Computer Weekly
- Screenshot of the website in December 2024
- Editor: Bryan Glick
- Categories: Computer magazine
- Frequency: Weekly
- First issue: September 1966
- Final issue: 5 April 2011 (print edition)
- Company: Informa TechTarget
- Country: United Kingdom
- Language: English
- Website: www.computerweekly.com
- ISSN: 0010-4787

= Computer Weekly =

British computer trade magazine

Computer Weekly is a digital magazine and website for IT professionals in the United Kingdom owned by Informa TechTarget. It was formerly published as a weekly print magazine by Reed Business Information for over 50 years. Topics covered within the magazine include outsourcing, security, data centres, information management, cloud computing, and mobile computing to computer hacking and strategy for IT management.

== History ==
Computer Weekly Issue 1 was published on 22 September 1966, billed as the first ever weekly technology publication. The editor for the first ten years was Chris Hipwell. John Lamb was editor in the 1980s and 1990s. Tony Collins was executive editor from 1989 to 2010.

The newspaper was available free to IT professionals who met the circulation requirements. A small minority of issues were sold in retail outlets, with the bulk of revenue received from display and recruitment advertising. During the 1990s there were often as many as 100 pages of advertisements per issue. The circulation figure was 135,035 according to the publisher's statement in August 2007. The last print edition came off the presses in April 2011 and the publication was transferred to a digital only edition, following TechTarget's acquisition of the Computer Weekly website and events business. On September 22, 2016, the magazine celebrated its 50th anniversary. At the time, its circulation figure was 200,000 magazines per week, and 400,000 magazines once monthly and quarterly regional editions were counted.

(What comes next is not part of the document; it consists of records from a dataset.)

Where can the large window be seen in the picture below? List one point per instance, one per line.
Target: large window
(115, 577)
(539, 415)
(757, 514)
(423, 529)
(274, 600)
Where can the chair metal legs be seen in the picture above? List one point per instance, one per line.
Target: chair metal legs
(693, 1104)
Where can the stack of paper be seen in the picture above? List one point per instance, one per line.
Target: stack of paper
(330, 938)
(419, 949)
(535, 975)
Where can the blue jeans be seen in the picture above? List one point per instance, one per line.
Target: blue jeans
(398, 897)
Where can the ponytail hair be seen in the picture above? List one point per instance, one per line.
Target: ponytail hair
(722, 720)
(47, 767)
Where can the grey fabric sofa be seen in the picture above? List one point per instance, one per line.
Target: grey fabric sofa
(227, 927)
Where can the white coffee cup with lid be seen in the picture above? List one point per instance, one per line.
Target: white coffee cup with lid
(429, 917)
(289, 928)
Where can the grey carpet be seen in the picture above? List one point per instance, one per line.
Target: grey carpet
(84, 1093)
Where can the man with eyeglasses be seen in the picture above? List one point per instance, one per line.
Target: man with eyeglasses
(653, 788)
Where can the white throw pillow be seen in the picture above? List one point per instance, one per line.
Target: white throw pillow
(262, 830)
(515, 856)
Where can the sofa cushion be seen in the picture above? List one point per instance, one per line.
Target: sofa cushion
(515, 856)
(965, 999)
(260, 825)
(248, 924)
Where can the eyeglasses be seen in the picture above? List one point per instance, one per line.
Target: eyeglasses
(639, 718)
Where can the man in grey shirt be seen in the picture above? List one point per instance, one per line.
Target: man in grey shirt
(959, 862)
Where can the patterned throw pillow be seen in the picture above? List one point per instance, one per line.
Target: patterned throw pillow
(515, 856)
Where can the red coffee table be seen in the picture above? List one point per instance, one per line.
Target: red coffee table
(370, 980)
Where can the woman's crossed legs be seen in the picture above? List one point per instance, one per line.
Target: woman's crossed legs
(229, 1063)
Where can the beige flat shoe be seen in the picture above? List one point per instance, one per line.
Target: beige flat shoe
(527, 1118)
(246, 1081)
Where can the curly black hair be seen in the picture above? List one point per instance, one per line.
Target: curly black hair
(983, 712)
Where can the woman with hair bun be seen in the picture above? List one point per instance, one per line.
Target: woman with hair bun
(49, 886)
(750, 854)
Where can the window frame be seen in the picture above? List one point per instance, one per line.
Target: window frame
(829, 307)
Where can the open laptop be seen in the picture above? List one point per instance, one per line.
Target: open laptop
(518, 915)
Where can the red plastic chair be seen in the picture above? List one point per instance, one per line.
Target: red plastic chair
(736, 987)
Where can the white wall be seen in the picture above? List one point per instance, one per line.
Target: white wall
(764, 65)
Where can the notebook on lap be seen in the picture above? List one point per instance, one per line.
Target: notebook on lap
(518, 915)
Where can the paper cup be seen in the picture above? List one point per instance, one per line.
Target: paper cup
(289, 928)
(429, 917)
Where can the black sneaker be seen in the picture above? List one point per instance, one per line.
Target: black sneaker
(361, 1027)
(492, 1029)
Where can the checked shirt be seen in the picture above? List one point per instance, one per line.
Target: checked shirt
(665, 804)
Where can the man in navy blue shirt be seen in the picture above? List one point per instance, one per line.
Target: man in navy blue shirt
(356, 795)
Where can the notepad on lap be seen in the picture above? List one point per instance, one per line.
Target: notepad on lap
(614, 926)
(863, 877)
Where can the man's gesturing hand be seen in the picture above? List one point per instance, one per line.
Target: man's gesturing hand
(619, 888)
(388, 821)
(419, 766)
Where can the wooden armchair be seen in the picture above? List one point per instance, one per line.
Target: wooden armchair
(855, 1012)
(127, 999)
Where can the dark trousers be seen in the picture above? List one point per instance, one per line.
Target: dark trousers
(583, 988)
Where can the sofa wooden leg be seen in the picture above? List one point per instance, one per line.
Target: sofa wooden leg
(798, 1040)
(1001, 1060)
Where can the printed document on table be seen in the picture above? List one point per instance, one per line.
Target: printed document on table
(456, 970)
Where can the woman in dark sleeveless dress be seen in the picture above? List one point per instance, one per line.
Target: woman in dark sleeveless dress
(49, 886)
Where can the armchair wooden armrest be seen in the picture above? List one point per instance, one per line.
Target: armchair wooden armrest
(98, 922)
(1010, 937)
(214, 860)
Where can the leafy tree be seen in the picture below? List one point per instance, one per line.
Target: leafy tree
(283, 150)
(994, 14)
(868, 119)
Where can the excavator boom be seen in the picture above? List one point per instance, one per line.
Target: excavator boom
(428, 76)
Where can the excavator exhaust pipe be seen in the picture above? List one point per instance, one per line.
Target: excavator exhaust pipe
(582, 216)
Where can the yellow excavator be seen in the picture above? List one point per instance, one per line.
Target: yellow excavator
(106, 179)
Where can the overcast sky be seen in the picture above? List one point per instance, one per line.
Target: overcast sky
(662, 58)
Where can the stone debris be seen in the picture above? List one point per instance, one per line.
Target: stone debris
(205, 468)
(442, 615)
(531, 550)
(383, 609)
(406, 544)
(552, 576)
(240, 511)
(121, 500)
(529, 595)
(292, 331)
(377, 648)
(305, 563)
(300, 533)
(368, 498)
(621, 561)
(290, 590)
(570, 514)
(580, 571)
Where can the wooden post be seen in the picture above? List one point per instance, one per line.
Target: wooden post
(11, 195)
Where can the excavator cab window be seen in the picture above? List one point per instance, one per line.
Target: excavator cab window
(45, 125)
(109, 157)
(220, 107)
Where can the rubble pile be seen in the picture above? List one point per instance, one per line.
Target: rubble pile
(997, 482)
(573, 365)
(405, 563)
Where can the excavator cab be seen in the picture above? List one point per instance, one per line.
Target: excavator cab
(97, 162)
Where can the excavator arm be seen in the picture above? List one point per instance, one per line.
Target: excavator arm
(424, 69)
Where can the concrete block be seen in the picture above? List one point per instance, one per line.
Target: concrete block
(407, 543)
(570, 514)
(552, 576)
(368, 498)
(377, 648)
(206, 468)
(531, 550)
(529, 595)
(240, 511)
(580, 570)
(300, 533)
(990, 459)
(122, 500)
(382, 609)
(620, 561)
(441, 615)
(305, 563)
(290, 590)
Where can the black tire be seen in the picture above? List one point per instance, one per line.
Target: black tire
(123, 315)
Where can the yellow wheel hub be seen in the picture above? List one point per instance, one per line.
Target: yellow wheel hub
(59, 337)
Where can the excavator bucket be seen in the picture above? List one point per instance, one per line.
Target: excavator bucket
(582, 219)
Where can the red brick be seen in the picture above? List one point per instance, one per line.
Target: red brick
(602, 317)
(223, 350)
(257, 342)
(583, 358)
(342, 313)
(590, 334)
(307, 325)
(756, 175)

The magazine is still available free as a PDF digital edition. Bryan Glick is the editor-in-chief, having joined in November 2009.

Computer Weekly won the UK Periodical Publishers Association (PPA) "Campaign of the Year" Award five times in seven years as it was involved in IT-related campaigns such as the costs of the NHS computer system, websites for disabled people and the Chinook crash on Mull of Kintyre. More recently, its role in uncovering the Post Office Horizon scandal, with coverage beginning in 2008, has been widely highlighted. It won the "Campaign of the Year" category at the 2024 British Journalism Awards for its reporting on the scandal. Former Computer Weekly reporter Rebecca Thomson, who was responsible for early coverage of the scandal, was appointed Officer of the Order of the British Empire (OBE) in the 2025 New Year Honours for services to justice.

On 28 July 2021, Computer Weekly launched the voting for its Most Influential Woman in UK Technology awards.

==Website==
The website, ComputerWeekly.com, provides users with IT news and analysis, white papers, and case studies. ComputerWeekly.com also provides information via webinars, podcasts, blogs, desktop alerts, and RSS feeds.

The site also features the Downtime blog, a section of the magazine that included a daily two-column Dilbert comic strip.

==Webinars==
Webinars are presented on the site, lasting 45 minutes, beginning with a 5-minute introduction from the chair followed by presentations from an analyst and a specific case study. Viewers can email the panel with their questions throughout the webinar.

Users are required to register for each webinar and this is then viewed using an interface that allows users to watch the video of the webinar alongside supporting PowerPoint presentation slides.

The interface allows the user to enlarge and download slides, view speaker information, and support case studies. When viewed on-demand, the user can also pause, skip and select specific sections from the webinar to view.

==Podcasts ==
Podcasts are audio downloads provided in an MP3 format which are available on-demand. They are generated by the ComputerWeekly.com editorial team.

==Blogs==
The blogs cover key issues facing IT decision-makers and bloggers include David Lacey, Cliff Saran, Karl Flinders, Matt Scott, Adrian Bridgwater, and Caroline Baldwin.

==Computer Weekly CW500 club==
The Computer Weekly CW500 Club is a forum for senior IT directors in UK organizations. The club was launched in 1993 and was set up to provide business inspiration and networking opportunities for heads of IT. Membership is by invitation only, and members meet once a month in London to hear their peers talk on topical IT management issues.

==UKtech50==
In 2010, Computer Weekly launched the UKtech50 – a list of the 50 most influential people in the UK IT. The list is composed annually and announced at an event, typically in late November or early December. Past winners of UKtech50 are Philip Clarke, then the CIO of Tesco and now its CEO; Mike Lynch (businessman), founder and then-CEO of Autonomy; and Warren East, CEO of ARM.